The U.S. Department of justice announced charges against high-profile Russian officials, accusing them of cooperation with Russian criminals-hackers during the attack on Yahoo in 2014. According to them, it turns out that a foreign government had abused the trust for hacking an American company to commit espionage. But it is not hypocritical to blame the Russians in such activities today, in the era of Wikileaks, Snowden declassified information and a recent leak of CIA documents on its own capabilities for electronic attacks?
Until 2013, most people in the technology sector realized that the United States and the governments of other major countries one way or another was engaged in cyber espionage and Snowden’s revelations in that year, only revealed how extensive were these events, and that many of the attempts of espionage included deliberate and purposeful weakening of American cyber security companies and they sell products. The fact that the American budget, including taxes paid by the companies and their employees would be held against them for the payment of domestic and foreign companies and hackers to undermine American corporate security, up to the branch fiber-optic cables connecting their data centers, and payments to foreign hacker organizations to develop relevant malicious funds for their programs, was a worrying signal for the information technology industry to the same extent to which their own government would harm American companies.
In the calculation here, of course, does not undertake the use of letters of requirements concerning national security and the U.S. Court in cases of foreign intelligence surveillance to coerce U.S. companies to transfer the intelligence community of the user data or unwillingly to provide wiretapping and other services — legal means, is unavailable against American companies for Russia and most other countries. Given that many of the largest Internet companies, including major social networks that are physically based in the United States and therefore subject to the laws of the United States, the American government is in a unique position within the global surveillance because of its ability to subject these companies to the action of various legal processes or physical compromise.
Recently published Wikileaks documents, entitled “Vault 7” (“box No. 7”) opens with more details of how the US government is equipped with various exploits, including zero-day (in some cases, potentially stimulating their creation), as well as its investment in planning attacks on the programs and services of American companies for weakening their security.
Combined with the Snowden revelations they offer to the public a realistic portrait of their own hacking operations American allegedly penetrating many foreign companies for its own use in exploration, either by tracking their networks, either using their accessibility for embedding malicious code in their programs.
Thus, to prosecute Russian hackers for breaking into the email account and Yahoo on the part of the US government somewhat hypocritically, as an activity in which they are accused, is absolutely identical to what the US government itself engaged in every day.
As I wrote last month, the latest version of the famous “the Tallinn manual on the application of legal norms of international law to hostilities in cyberspace” reflects this transition from a cyber-war between countries to attack the state to the private sector, in which the entire resources of the nation will be used for attacks on private corporations, forced to spend a lot of money for their own safety and preservation of personnel, equipment and performance to protect their systems and to withstand DDoS and other attacks.
Perhaps the most important thing is that the charges of the Ministry of justice underscore how much private companies control the “circulatory system” of our digital life.
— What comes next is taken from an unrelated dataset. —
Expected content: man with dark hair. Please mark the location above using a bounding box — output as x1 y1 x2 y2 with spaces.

Russia is not planning an attack on Yahoo only because I wanted to cause economic harm to American companies — it was for the latter through private accounts Yahoo email information about persons and organizations of interest to Russian intelligence services.
What would we do — have placed posts in social networks, checking e-mail, searched or browsed web pages, talking on the phone or even looking for a travel companion — this often takes place through networks and private companies. What attracts these companies to the attention of cyber criminals, and foreign and domestic intelligence services, leaving the fields of virtual battles of public networks in private companies that have to bear the economic burden of security of their systems even against their own governments.
Indeed, proof that private companies have been at a crossroads for developing a cyber-perspective, Microsoft last month proposed the creation of the so-called “Digital Geneva Convention”, which, like its military equivalent, would offer protection to non-state actors, caught in the midst of the cyber battles. However, given that cyber activities are increasingly is a mixture of public and private actors (as demonstrated by the unfounded allegations against Russia), it is unclear what impact would such a law, and the United States, given its bets on cyber operations, it is hardly ever this kind of document will be signed.
Does this mean that the Russian government should not be responsible for hacking American companies? In any case. The hypocrisy if the government of the United States to accuse the Russians in the same hacking how engaged itself? Do not talk about it. In the end, the Internet companies have suffered casualties and the brunt of the new digital fights of our time.